Eduardo Cazenave: “La adolescencia no es dolor, es el proceso de convertirse en adulto”
El filósofo y educador reflexionó sobre la violencia, el rol de la familia y la escuela, y el lugar de los adolescentes en la sociedad actual. Planteó la necesidad de recuperar adultos referentes y poner límites claros.
En medio del debate por la violencia en ámbitos escolares y el comportamiento de los jóvenes, el educador y filósofo Eduardo Cazenaveaportó una mirada profunda sobre la adolescencia, el rol de los adultos y los cambios sociales que atraviesan a las nuevas generaciones.
Lejos de una visión negativa, propuso redefinir el concepto de adolescencia:
“Adolescente no es el que adolece, no es el que sufre. Es el que se está haciendo adulto”, explicó, cuestionando la carga cultural que asocia esta etapa con el conflicto o el dolor.
Adolescentes: entre el cambio y la mirada adulta
Cazenave sostuvo que muchas de las dificultades actuales surgen de la forma en que los adultos interpretan esta etapa.
“Les ponemos presión, prejuicios, y eso termina condicionando su desarrollo”, indicó.
Además, remarcó que cada generación vive una adolescencia distinta:
“Los tiempos cambian. La tarea de los padres es ayudar a sus hijos a entender ese mundo, no compararlo con el que vivimos nosotros”.
El rol clave de los padres
Uno de los ejes centrales de su análisis fue el papel de la familia. Para Cazenave, los adultos deben asumir su lugar sin intentar “igualarse” con los jóvenes.
“Si el adolescente grita, el adulto no tiene que gritar. Tiene que ser referencia”, afirmó.
Y utilizó una metáfora clara: “Un padre no puede ponerse a llorar con un bebé. Tiene que contenerlo. Con un adolescente pasa lo mismo”.
En ese sentido, destacó la importancia del amor incondicional y la construcción de autoestima desde el hogar: “La primera mirada de valor que tiene un chico es la de sus padres”.
Violencia y redes: más visibilidad, no necesariamente más casos
Sobre los episodios de violencia, consideró que no necesariamente hay más que antes, sino que hoy todo se visibiliza y se viraliza.
“Antes quedaba en la escuela. Hoy se filma y se difunde”, explicó.

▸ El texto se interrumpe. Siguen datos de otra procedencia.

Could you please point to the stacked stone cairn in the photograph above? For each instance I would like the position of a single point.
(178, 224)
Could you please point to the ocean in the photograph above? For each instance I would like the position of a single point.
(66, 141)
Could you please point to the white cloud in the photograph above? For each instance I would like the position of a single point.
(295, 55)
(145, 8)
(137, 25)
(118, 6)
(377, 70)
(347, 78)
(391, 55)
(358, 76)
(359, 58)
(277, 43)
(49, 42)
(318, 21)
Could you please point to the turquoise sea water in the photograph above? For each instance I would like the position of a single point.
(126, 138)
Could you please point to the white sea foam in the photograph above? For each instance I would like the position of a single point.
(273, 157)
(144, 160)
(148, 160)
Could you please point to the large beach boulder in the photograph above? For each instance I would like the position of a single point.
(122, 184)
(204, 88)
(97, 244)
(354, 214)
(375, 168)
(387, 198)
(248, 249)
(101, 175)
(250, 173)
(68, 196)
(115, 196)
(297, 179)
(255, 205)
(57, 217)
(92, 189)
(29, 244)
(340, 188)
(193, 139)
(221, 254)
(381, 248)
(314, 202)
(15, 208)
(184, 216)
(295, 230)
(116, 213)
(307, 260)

También cuestionó el enfoque mediático:
“Se habla de lo malo, pero hay miles de adolescentes haciendo cosas buenas que no son noticia”.
Bullying: el rol del entorno
Al abordar el bullying, señaló que tanto quien agrede como quien es agredido suelen compartir una misma raíz: la falta de autoestima.
Pero puso el foco en un tercer punto clave: “El problema es el entorno que valida. El que mira y se ríe también forma parte”.
Falta de referentes adultos
Para el educador, uno de los problemas más profundos es la ausencia de modelos a seguir.
“Cuando un adolescente dice que no quiere crecer, en realidad está diciendo que no quiere ser como los adultos que ve”, advirtió.
Y agregó: “Si los adultos no mostramos que vale la pena ser adulto, generamos una sociedad que no quiere crecer”.
Límites, escuela y familia
Cazenave fue contundente al hablar de los límites: “El adolescente necesita límites. No hay juego sin reglas”, señaló.
También remarcó que la escuela no puede asumir sola esa responsabilidad: “No le pidamos a la escuela lo que corresponde a la familia”.
En ese sentido, planteó la necesidad de reconstruir el vínculo entre ambos: “La escuela y la familia son un matrimonio indisoluble”.
Una mirada integral
Finalmente, insistió en que la adolescencia no debe ser vista como un problema, sino como una etapa clave de construcción.
“El objetivo es que cada adolescente encuentre su mejor versión para ser un adulto pleno”, concluyó.